Aug. 15, 2022 / Mike Baker / New York Times - Congressional investigators have opened a review of sexual misconduct in the Junior Reserve Officers’ Training Corps program of the U.S. military in the wake of reports that dozens of teenage girls had been abused at the hands of their instructors.
In a letter sent on Monday to military leaders, including Defense Secretary Lloyd J. Austin III, the lawmakers said they were seeking information on how many misconduct reports had been received, how they had been investigated and how often the military inspected school J.R.O.T.C. programs.
They said that instructors in the J.R.O.T.C. program, which provides training in leadership, marksmanship and civic responsibility in about 3,500 high schools around the country, served as trusted representatives of the military in their local communities.
“Every incident of sexual abuse or harassment committed by a J.R.O.T.C. instructor is a betrayal of that trust,” wrote Representative Carolyn Maloney, the chairwoman of the House Committee on Oversight and Reform, and Representative Stephen Lynch, who chairs the panel’s subcommittee on national security.

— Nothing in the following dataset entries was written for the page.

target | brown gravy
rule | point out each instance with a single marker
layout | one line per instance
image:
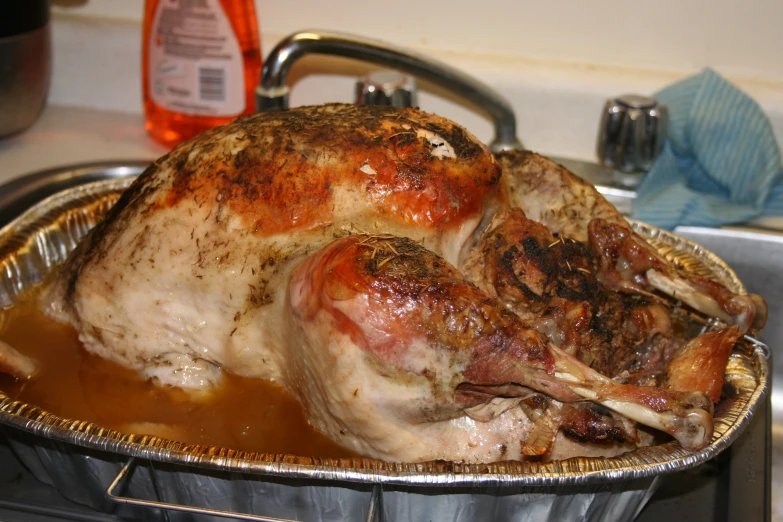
(245, 414)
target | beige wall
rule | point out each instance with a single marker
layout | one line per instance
(740, 39)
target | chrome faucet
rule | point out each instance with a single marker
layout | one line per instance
(273, 93)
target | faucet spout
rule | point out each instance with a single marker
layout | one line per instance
(273, 93)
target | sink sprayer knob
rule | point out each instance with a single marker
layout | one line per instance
(390, 88)
(631, 134)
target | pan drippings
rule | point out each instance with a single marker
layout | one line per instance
(245, 414)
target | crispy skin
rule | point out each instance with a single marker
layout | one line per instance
(187, 272)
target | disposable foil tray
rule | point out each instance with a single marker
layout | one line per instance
(81, 459)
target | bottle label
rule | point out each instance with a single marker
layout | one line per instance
(195, 62)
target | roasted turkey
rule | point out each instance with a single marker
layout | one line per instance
(355, 255)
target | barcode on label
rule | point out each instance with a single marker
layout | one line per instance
(212, 84)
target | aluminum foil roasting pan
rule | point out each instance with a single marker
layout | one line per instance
(310, 488)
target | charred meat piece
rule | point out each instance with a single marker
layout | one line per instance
(549, 282)
(551, 195)
(410, 330)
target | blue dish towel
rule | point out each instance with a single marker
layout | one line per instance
(720, 164)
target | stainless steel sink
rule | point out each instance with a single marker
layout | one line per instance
(757, 258)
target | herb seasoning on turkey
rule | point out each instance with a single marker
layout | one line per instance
(419, 297)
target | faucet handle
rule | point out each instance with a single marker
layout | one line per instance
(391, 88)
(631, 134)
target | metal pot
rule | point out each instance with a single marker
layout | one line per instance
(25, 63)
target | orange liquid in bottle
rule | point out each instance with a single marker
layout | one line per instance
(169, 126)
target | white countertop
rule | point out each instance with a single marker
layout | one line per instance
(66, 135)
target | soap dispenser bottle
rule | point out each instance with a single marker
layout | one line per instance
(201, 60)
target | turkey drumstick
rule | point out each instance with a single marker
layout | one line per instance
(419, 326)
(551, 195)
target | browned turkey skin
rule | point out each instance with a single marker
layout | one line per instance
(550, 283)
(230, 255)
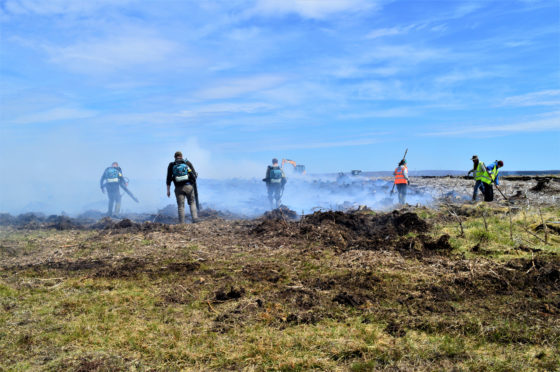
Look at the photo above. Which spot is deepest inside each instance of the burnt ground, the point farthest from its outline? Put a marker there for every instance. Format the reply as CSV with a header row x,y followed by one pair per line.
x,y
359,244
397,269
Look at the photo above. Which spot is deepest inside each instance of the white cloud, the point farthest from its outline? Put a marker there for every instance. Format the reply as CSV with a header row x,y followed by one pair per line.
x,y
551,124
50,7
462,75
313,9
226,108
328,144
382,32
238,87
55,114
112,53
384,113
543,98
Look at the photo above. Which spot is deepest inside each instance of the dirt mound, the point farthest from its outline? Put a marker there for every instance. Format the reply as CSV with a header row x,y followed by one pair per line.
x,y
104,268
128,226
62,223
542,184
353,230
232,293
281,213
209,213
6,219
422,245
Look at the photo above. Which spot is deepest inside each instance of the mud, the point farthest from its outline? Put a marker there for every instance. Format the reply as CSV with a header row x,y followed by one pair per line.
x,y
281,213
107,268
232,293
355,230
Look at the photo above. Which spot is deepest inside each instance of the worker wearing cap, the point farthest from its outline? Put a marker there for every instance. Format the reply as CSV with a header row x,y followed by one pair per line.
x,y
182,174
401,180
478,170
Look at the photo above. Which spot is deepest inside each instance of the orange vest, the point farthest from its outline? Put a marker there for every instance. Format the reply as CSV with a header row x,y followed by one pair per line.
x,y
399,175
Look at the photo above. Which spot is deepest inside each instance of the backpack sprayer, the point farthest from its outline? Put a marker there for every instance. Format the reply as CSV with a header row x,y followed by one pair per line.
x,y
127,190
404,158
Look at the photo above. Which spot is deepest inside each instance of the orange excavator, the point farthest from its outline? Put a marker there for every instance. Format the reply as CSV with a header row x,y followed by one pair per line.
x,y
298,168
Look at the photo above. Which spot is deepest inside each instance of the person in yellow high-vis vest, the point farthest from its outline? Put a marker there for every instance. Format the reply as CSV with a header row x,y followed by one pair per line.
x,y
491,176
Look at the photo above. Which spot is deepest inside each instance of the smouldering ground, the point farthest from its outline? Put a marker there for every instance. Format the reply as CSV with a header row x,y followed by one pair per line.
x,y
340,291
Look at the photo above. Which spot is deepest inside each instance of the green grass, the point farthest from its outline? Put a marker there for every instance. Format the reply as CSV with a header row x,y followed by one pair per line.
x,y
437,312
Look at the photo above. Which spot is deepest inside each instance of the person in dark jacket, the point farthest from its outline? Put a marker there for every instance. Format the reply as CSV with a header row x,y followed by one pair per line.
x,y
478,170
275,181
111,179
181,172
491,177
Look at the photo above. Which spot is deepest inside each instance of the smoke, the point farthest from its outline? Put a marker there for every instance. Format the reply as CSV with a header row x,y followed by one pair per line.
x,y
63,177
306,194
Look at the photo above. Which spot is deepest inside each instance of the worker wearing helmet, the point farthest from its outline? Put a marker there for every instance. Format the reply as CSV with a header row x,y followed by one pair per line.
x,y
491,176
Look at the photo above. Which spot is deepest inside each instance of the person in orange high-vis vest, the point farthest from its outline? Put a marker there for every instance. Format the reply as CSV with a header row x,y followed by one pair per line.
x,y
401,180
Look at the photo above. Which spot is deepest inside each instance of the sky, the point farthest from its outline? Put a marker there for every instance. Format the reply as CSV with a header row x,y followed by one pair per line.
x,y
333,84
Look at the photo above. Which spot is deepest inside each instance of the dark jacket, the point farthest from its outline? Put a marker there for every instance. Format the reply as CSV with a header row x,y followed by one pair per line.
x,y
121,178
170,177
267,177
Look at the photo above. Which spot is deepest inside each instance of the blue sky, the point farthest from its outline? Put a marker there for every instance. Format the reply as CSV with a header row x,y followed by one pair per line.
x,y
334,84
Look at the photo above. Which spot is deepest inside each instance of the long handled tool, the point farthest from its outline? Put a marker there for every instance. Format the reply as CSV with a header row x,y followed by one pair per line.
x,y
195,189
129,193
501,192
404,158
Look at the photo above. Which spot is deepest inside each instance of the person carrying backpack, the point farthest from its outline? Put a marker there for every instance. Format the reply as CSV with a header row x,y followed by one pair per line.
x,y
275,181
111,179
401,180
181,172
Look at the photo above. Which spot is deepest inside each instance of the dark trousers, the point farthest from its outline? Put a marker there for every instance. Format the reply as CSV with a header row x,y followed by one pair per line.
x,y
274,193
401,189
183,191
114,194
488,192
478,185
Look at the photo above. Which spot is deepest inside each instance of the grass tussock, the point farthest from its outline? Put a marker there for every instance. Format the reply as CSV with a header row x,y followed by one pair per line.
x,y
189,299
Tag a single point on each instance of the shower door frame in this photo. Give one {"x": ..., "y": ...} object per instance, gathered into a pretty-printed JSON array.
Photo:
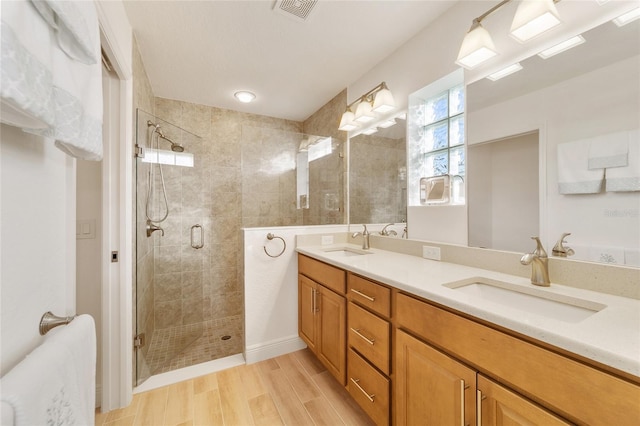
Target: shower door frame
[{"x": 117, "y": 214}]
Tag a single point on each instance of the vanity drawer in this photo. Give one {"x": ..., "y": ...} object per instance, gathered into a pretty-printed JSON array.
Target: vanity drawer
[
  {"x": 372, "y": 295},
  {"x": 369, "y": 335},
  {"x": 549, "y": 378},
  {"x": 369, "y": 388},
  {"x": 327, "y": 275}
]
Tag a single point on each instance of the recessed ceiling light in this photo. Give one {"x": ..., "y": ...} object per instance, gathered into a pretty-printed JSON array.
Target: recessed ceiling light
[
  {"x": 561, "y": 47},
  {"x": 244, "y": 96},
  {"x": 630, "y": 16},
  {"x": 505, "y": 72}
]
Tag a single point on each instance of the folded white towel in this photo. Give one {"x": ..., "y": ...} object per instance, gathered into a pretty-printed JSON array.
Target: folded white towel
[
  {"x": 66, "y": 102},
  {"x": 609, "y": 150},
  {"x": 55, "y": 384},
  {"x": 26, "y": 79},
  {"x": 574, "y": 177},
  {"x": 68, "y": 19},
  {"x": 626, "y": 178}
]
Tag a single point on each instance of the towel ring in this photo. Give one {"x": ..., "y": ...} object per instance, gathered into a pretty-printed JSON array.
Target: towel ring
[
  {"x": 50, "y": 321},
  {"x": 270, "y": 237}
]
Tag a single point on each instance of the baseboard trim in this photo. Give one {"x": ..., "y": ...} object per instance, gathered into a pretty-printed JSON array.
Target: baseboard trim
[
  {"x": 272, "y": 349},
  {"x": 191, "y": 372}
]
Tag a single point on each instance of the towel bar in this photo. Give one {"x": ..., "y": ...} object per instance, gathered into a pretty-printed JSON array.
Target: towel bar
[{"x": 50, "y": 321}]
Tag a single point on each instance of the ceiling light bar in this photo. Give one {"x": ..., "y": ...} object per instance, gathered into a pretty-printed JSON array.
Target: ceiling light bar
[
  {"x": 625, "y": 18},
  {"x": 534, "y": 17},
  {"x": 244, "y": 96},
  {"x": 505, "y": 72},
  {"x": 562, "y": 47}
]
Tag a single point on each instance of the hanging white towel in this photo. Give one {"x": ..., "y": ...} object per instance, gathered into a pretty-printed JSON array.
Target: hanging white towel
[
  {"x": 610, "y": 150},
  {"x": 69, "y": 20},
  {"x": 55, "y": 384},
  {"x": 26, "y": 77},
  {"x": 574, "y": 177},
  {"x": 627, "y": 178},
  {"x": 66, "y": 102}
]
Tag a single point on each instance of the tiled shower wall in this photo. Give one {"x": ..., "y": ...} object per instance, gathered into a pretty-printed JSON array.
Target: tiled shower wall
[
  {"x": 377, "y": 186},
  {"x": 143, "y": 311},
  {"x": 238, "y": 151}
]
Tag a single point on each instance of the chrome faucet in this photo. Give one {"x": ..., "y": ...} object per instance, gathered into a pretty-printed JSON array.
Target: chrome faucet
[
  {"x": 539, "y": 264},
  {"x": 152, "y": 227},
  {"x": 365, "y": 237},
  {"x": 560, "y": 250},
  {"x": 391, "y": 233}
]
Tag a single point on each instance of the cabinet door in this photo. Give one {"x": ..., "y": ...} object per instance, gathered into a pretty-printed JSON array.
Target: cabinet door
[
  {"x": 307, "y": 304},
  {"x": 331, "y": 342},
  {"x": 500, "y": 406},
  {"x": 431, "y": 388}
]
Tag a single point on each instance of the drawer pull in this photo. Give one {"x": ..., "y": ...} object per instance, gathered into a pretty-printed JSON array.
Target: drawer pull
[
  {"x": 369, "y": 397},
  {"x": 366, "y": 339},
  {"x": 359, "y": 293}
]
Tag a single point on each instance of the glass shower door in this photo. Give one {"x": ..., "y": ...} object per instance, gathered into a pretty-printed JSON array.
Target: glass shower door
[{"x": 169, "y": 245}]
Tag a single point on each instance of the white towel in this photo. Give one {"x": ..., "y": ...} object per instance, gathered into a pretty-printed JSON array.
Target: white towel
[
  {"x": 574, "y": 177},
  {"x": 626, "y": 178},
  {"x": 66, "y": 102},
  {"x": 610, "y": 150},
  {"x": 68, "y": 19},
  {"x": 55, "y": 384}
]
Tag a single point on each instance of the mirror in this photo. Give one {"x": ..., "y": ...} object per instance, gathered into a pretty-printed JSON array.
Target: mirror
[
  {"x": 378, "y": 176},
  {"x": 590, "y": 91}
]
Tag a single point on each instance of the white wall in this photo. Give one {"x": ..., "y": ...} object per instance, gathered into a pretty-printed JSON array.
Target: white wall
[
  {"x": 502, "y": 193},
  {"x": 271, "y": 291},
  {"x": 37, "y": 211},
  {"x": 566, "y": 112}
]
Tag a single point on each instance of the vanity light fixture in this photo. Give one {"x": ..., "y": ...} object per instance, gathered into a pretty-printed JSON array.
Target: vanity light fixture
[
  {"x": 346, "y": 122},
  {"x": 244, "y": 96},
  {"x": 477, "y": 47},
  {"x": 364, "y": 111},
  {"x": 562, "y": 47},
  {"x": 372, "y": 105},
  {"x": 625, "y": 18},
  {"x": 534, "y": 17},
  {"x": 505, "y": 72},
  {"x": 387, "y": 123}
]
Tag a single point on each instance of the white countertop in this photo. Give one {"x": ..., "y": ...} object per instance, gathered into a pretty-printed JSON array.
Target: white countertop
[{"x": 610, "y": 336}]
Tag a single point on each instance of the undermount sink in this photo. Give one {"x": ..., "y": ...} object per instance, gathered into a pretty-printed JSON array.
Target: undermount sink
[
  {"x": 346, "y": 251},
  {"x": 532, "y": 300}
]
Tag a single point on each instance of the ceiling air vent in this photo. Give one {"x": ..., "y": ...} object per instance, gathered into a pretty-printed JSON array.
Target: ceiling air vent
[{"x": 296, "y": 9}]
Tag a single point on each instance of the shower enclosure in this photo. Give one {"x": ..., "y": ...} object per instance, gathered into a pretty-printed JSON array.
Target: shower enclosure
[
  {"x": 194, "y": 196},
  {"x": 175, "y": 281}
]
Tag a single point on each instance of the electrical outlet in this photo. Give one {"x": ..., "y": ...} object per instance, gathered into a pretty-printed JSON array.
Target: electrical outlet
[
  {"x": 327, "y": 239},
  {"x": 430, "y": 252}
]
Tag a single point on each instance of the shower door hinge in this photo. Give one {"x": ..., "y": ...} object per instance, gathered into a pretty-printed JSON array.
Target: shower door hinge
[{"x": 138, "y": 341}]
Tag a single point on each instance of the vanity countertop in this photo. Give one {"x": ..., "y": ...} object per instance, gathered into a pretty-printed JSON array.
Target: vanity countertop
[{"x": 610, "y": 336}]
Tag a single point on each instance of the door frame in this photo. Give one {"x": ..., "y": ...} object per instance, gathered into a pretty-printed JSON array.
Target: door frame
[{"x": 117, "y": 210}]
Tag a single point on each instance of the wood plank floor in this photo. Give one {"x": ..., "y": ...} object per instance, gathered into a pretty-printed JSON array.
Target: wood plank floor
[{"x": 293, "y": 389}]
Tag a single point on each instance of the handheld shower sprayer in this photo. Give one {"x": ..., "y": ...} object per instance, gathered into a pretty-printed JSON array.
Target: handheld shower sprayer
[{"x": 175, "y": 147}]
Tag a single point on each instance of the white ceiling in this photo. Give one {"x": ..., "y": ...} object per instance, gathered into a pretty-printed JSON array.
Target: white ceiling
[{"x": 204, "y": 51}]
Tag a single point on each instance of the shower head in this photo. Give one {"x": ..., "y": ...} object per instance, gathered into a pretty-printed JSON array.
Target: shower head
[{"x": 175, "y": 147}]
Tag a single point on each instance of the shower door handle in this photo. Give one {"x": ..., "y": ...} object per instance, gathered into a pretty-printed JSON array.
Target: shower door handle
[{"x": 193, "y": 243}]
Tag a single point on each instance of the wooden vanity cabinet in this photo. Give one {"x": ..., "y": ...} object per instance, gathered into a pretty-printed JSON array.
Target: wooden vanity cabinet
[
  {"x": 536, "y": 377},
  {"x": 322, "y": 313},
  {"x": 497, "y": 405},
  {"x": 431, "y": 388},
  {"x": 369, "y": 341}
]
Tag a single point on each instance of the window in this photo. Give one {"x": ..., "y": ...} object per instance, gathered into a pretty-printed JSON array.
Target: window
[{"x": 436, "y": 137}]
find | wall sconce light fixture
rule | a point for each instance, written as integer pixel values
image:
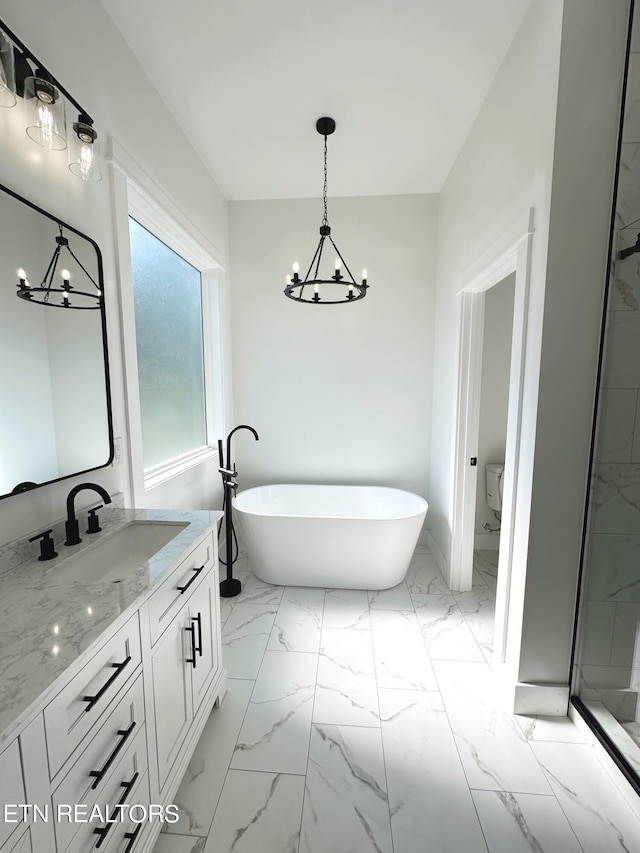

The New York Times reported last month that J.R.O.T.C. programs had repeatedly become a place where decorated veterans — retired as officers or noncommissioned officers — preyed on teenage students. The Times identified, over a five-year period, at least 33 J.R.O.T.C. instructors who had been criminally charged with sexual misconduct involving students, along with many others who were accused of misconduct but never charged.
Many victims said they had turned to J.R.O.T.C. in high school for stability in their lives or as a pathway to military service, only to find that instructors exploited their position to take advantage of the students.